The Americans have so far strengthened their position, that there is a sort of fort, called Fort Brady, with two companies of regulars; and in and about the village are scattered a thousand people of every possible colour and origin, a great portion being, of course, half-breeds and Indians. The American Fur Company has also a post at this place, one of the very few remaining; for the fur trade in these regions is rapidly declining by the extirpation of the animals which sustained it.

The American government have projected a ship canal to avoid these rapids; and, if that is completed, a vast trade will soon grow up.

About a mile above the village is the landing-place from Lake Superior, at the head of the rapids; there the strait is broad and deep; but, until steamers are built, sailing vessels suffer the disadvantage of being moveable out of the harbour by an east wind only, and this wind does not blow there oftener than once a month. It is probable that a proper harbour will be constructed at the foot of the lake, fifteen miles above.

These rapids have derived their French name Sault from their rushing and leaping motion; but they are very insignificant when compared to the Longue Sault on the St. Lawrence, as the inhabitants cross them in canoes.

I cannot describe them more minutely than Mrs. Jameson has done in her "Summer Rambles." She crossed them, and must have experienced some trepidation, for it requires a skilful voyageur to steer the canoe; and it is surprising with what dexterity the Indian will shoot down them as swiftly as the water can carry his fragile vessel. The Indians, however, consider such feats much in the same light as a person fond of boating would think of pulling a pair of oars, or sculling himself across the current of a rivulet. I was once subjected to a rather awkward exemplification of this fact. Being on a hurried journey, and expecting to be frozen in, as it is called, before I could terminate it; I hired an Indian and his little canoe, just big enough to hold us both, and pushed through by-ways in the forest streams and portages. We were paddling merrily along a pretty fair stream, which ran fast, but appeared to reach many miles ahead of us; when, all of a sudden, my guide said, "Sit fast." I perceived that the water was moving much more rapidly than it had hitherto done, and that the Indian had wedged himself in the stern, and was steering only with the paddle. We swept along merrily for a mile, till "The White Horses," as the breakers are called, began to bob their heads and manes. "Hold fast!" ejaculated the Red Man. I laid hold of both edges of the canoe, firm as a rock, and in a moment the horrid sound of bursting, bubbling, rushing waters was in mine ears; foam and spray shut out every thing; and away we went, down, down, down, on, on, on, as swift as thought, until, all of a sudden, the little buoyant piece of birch-bark floated like a swan upon the bosom of the tranquil waters, a mile beyond the Fall, for such indeed it might be called, the absolute difference of level having been twelve feet.

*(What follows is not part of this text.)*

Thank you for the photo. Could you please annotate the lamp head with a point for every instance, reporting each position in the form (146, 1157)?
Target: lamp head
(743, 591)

When at ease again, I looked at the imperturbable savage and said, "What made you take the Fall? was not the détour passable?"—"Yes, suppose it was! Fall better!"—"But is it very dangerous?"—"Yes, suppose, sometime!"—"Any canoes ever lost there?"—"Yes, sometime; one two, tree days ago, there!" pointing to a large rock in the middle of the narrowest part above our heads.—"Did you come down there?"—"Yes, suppose, did!"

Then, thought I to myself, I shall not trust my body to your guidance in future without knowing something of the route beforehand; but I afterwards got accustomed to these taciturn sons of the forest.

The Falls of St. Marie are celebrated as a fishing place; and the white fish caught there are reckoned superior to those taken in any other part of Lake Huron. The fishery is picturesque enough, and is carried on in canoes, manned usually by two Indians or half-breeds, who paddle up the rapids as far as practicable. The one in the bow has a scoop-net, which he dips, as soon as one of these glittering fish is observed, and lands him into the canoe. Incredible numbers of them are taken in this simple manner; but it requires the canoemanship and the eye of an Indian.

The French still show their national characteristics in this remote place. They first settled here before the year 1721, as Charlevoix states; and, in 1762, Henry, a trader on Lake Huron, found them established in a stockaded fort, under an officer of the French army. The Jesuits visited Lake Superior as early as 1600; and in 1634 they had a rude chapel, the first log hut built so far from civilization, in this wilderness. At present, the population are French, Upper Canadians, English, Scotch, Yankees, Indians, half-breeds.

The climate is healthy, very cold in winter, with a short but very warm summer, and always a pure air. Here the Aurora Borealis is seen in its utmost glory. In summer there is scarcely any night; for the twilight lasts until eleven o'clock, and the tokens of the returning sun are visible two hours afterwards.